XProf: Accelerator Performance Analysis

XProf is a profiling and performance analysis tool for machine learning.

Features

  • High quality profile information based on hardware events and counters, and compiler metadata.
  • Low collection overhead, typically <1% on TPUs and <5% on GPUs during the profiling period.
  • Broad suite of tools providing a deep understanding of your workload:
    • Overview Page: See an aggregated top-level view of how your model performed during a profile run, including how well it utilized hardware resources.
    • Trace Viewer: Visualize a detailed timeline of events that occurred, and which part of the system executed them (e.g., CPU, TPU, or GPU).
    • Graph Viewer: Visualize the graph structure of your XLA program. It displays the High Level Operations (HLO) graph.
    • Memory Viewer: Visualize memory usage over the program's lifetime, and dive into the details of the contents of memory at the point of peak memory usage.
    • Memory Profile: Visualize the dynamic memory usage of your accelerators during the execution of your program.
    • HLO Op Profile: understand hardware performance for different categories of High Level Operation (HLO) ops executed by your program.
    • HLO Op Stats: See the performance statistics of High Level Optimizer (HLO) operations executed by your program, and identify the most time-consuming operations within your HLO graph.
    • Framework Op Stats: See the performance statistics of framework-level operations (e.g., JAX, TensorFlow, or PyTorch/XLA) executed on the host and accelerator.
    • Roofline Analysis: See an intuitive visual performance model that shows inherent hardware limitations impacting your program's performance, indicating whether it is memory-bound or compute-bound.
    • Megascale Stats: Analyze inter-slice communication performance of workloads spanning multiple TPU slices that communicate across the Data Center Network (DCN).
    • GPU Kernel Stats: See performance statistics and the originating framework operation for every GPU accelerated kernel in your program.

Getting Started

For installation instructions, see the XProf Quick Start.

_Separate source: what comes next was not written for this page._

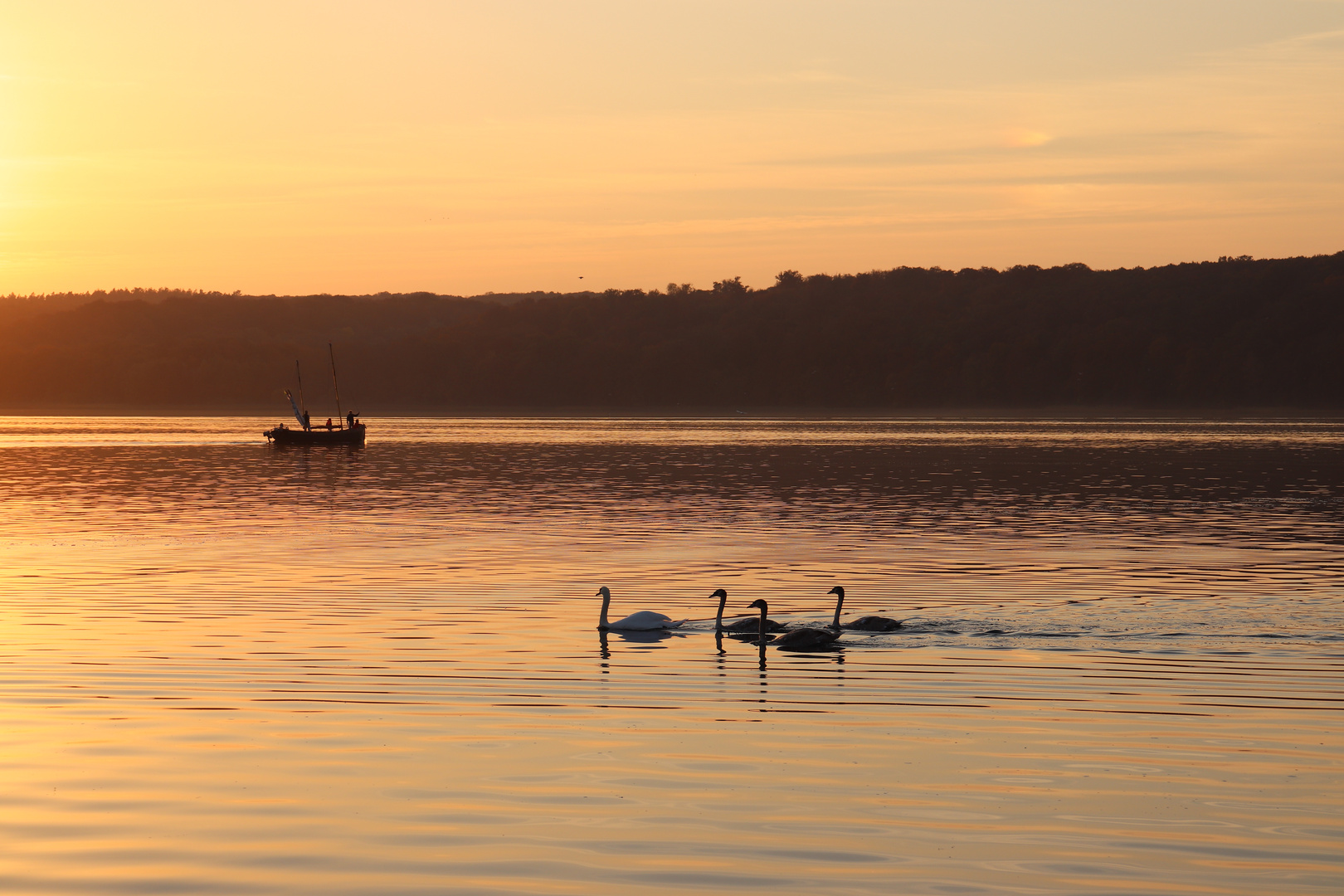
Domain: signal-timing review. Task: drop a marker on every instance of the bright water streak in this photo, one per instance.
(238, 670)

If you use Google Cloud to run your workloads, we recommend the xprofiler tool. It provides a streamlined profile collection and viewing experience using VMs running XProf.

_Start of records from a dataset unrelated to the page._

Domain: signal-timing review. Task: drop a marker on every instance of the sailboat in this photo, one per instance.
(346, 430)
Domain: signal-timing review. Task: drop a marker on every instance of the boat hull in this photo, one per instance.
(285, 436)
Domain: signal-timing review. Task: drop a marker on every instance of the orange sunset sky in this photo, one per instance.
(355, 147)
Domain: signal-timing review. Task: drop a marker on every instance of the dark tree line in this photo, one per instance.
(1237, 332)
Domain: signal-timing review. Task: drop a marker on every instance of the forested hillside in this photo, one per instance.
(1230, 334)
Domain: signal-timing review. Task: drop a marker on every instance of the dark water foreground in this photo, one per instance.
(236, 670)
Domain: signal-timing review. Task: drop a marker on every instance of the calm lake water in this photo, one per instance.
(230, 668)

To get a quick demo of XProf capabilities, try the demo notebook.

Tensorboard Integration

Historically, the only way to install and use XProf was using Tensorboard. This was called the tensorboard plugin profile; some older documentation might still use this term. This integration is now optional: you can think of Tensorboard as a container for the XProf suite of tools, which can also be installed and used standalone, with identical behavior.